Seven in 10 say the president is willing to make hard decisions
PRINCETON, NJ -- Of seven personal characteristics, Americans rate Barack Obama most highly for those that reflect on his leadership skills. Seventy-two percent say he "is willing to make hard decisions," and 66% describe him as "a strong and decisive leader." Sixty-four percent say he "can get things done."
"As Obama's job approval rating has declined in recent months, so have his ratings on most personal characteristics. The biggest hit to Obama's image has come in perceptions that he can manage the government effectively."
The poll also shows that Obama gets high marks for empathy, as he has done since he rose to national prominence. Sixty-four percent say Obama understands the problems Americans face in their daily lives. No less than 63% of Americans have said this about Obama since the characteristic was first measured in March 2008.
His weakest traits, according to Americans, are those most closely tied to his politics -- "shares your values" (52%) and "has mostly chosen good advisers and cabinet officers" (52%). Still, a majority of Americans attribute these positive characteristics to Obama.
As Obama's job approval rating has declined in recent months, so have his ratings on most personal characteristics. The biggest hit to Obama's image has come in perceptions that he can manage the government effectively. In April, near the 100-day mark of his presidency, 66% of Americans believed he was effectively managing the government. That declined to 59% in July, and now stands at 55%.

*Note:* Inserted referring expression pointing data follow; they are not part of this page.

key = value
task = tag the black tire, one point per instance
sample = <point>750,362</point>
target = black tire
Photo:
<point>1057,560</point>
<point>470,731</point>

That decline is mostly due to changes in the way Republicans and independents view Obama's managerial competence. Democrats' views have barely changed (90% in April vs. 88% today), while Republicans' (38% vs. 21%) and independents' (63% vs. 50%) ratings are down more than 10 points each.
Obama's ratings among all Americans on the three other characteristics Gallup has tracked during Obama's presidency -- shares your values, is a strong and decisive leader, and understands the problems Americans face in their daily lives -- are also down from April. But most of those declines occurred between April and July, and all three readings appear to have leveled off and have not gotten appreciably worse in the September update.
Democrats rate Obama highly on all of the personal characteristics. The variation in his overall scores is due mostly to differences in how Republicans and independents rate him. For example, at least 4 in 10 Republicans and roughly 6 in 10 independents rate him positively on his top-rated traits. In contrast, less than 30% of Republicans and 50% or less of independents believe he embodies the characteristics on which he receives the lowest ratings.
As Obama tries to address major challenges with the economy, the wars in Afghanistan and Iraq, and healthcare reform, Americans acknowledge his leadership qualities, including his willingness to make hard decisions and the strength and decisiveness of his leadership. At the same time, Americans are losing some confidence in his ability to manage the government effectively, perhaps in response to reports of mounting federal budget deficits.
Obama's job approval ratings in the low 50s are well above George W. Bush's ratings in the final years of his presidency, but in some ways, the trends in character ratings between the two are similar. As Bush's job approval rating declined in his second term in office, so did his ratings on the various personal characteristics. The decline in Bush's character ratings was especially evident in terms of his ability to manage the government, but he continued to receive his best ratings for his leadership qualities.
Results are based on telephone interviews with 1,030 national adults, aged 18 and older, conducted Sept. 11-13, 2009. For results based on the total sample of national adults, one can say with 95% confidence that the maximum margin of sampling error is ±4 percentage points.
Interviews are conducted with respondents on land-line telephones (for respondents with a land-line telephone) and cellular phones (for respondents who are cell-phone only).
In addition to sampling error, question wording and practical difficulties in conducting surveys can introduce error or bias into the findings of public opinion polls.